Bog-land is found in almost every part of Ireland; but much of it is dangerous for travel, and all of it has to be drained before the peat can be cut. Causeways lead to the parts that are drained, but there are many deep pools of swampy water in the bogs, which are filled with tufts of spongy moss and slimy tree trunks.
Copyright by Underwood & Underwood, New York
Cutting bricks of peat and stacking them up to dry
The turf is cut out in blocks by a man who uses a long-handled spade. He tosses the blocks to his helper who stands waiting for them, and who carries them to a barrow or creel. When the barrow is filled it is wheeled away to higher ground where the blocks of turf are stacked up and dried in the sun and wind.
Kathleen begged to be Danny’s helper, and on the morning when he began cutting in the bog she stood beside him. As fast as he filled her arms with the peat she trudged sturdily away and stacked it up to dry, just as Patrick had taught her.
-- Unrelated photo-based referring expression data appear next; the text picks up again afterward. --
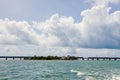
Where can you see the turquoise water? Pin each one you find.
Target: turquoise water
(59, 70)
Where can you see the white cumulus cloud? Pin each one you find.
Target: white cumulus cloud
(98, 29)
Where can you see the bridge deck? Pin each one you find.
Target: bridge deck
(81, 58)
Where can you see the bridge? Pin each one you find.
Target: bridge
(13, 57)
(99, 58)
(79, 58)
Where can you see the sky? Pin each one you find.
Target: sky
(60, 27)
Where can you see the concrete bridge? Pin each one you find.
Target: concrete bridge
(80, 58)
(13, 57)
(99, 58)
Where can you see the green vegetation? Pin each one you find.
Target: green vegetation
(51, 58)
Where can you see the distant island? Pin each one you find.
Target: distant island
(52, 58)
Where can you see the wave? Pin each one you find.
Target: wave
(79, 73)
(115, 77)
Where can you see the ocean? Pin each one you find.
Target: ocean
(59, 70)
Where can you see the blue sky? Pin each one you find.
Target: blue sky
(40, 10)
(73, 27)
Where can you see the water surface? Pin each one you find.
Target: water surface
(59, 70)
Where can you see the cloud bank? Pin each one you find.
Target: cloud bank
(98, 29)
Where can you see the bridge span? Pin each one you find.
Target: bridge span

As she stood waiting for her twentieth load she asked, “How long will it take for this turf to be dry enough to carry home and stack under the shed?”
“It takes all summer to get the peat dry enough to burn,” Danny told her. “In August and September there will be hundreds of little donkeys, all over the country, going to market loaded with big creels of dry peat. Twenty bricks of the peat are sold for a sixpence.”
Danny was cutting turf for Patrick and Uncle Barney in a bog which lay on the border of Lough Gara, and Kathleen stopped occasionally to rest her arms and watch a boat-load of peasants who had hired the next bank to Patrick’s, and who came across the lake to cut it. It was hard work to carry the wet turf, and she was quite ready to go home when Patrick drove the mule down to the lake for them at five o’clock.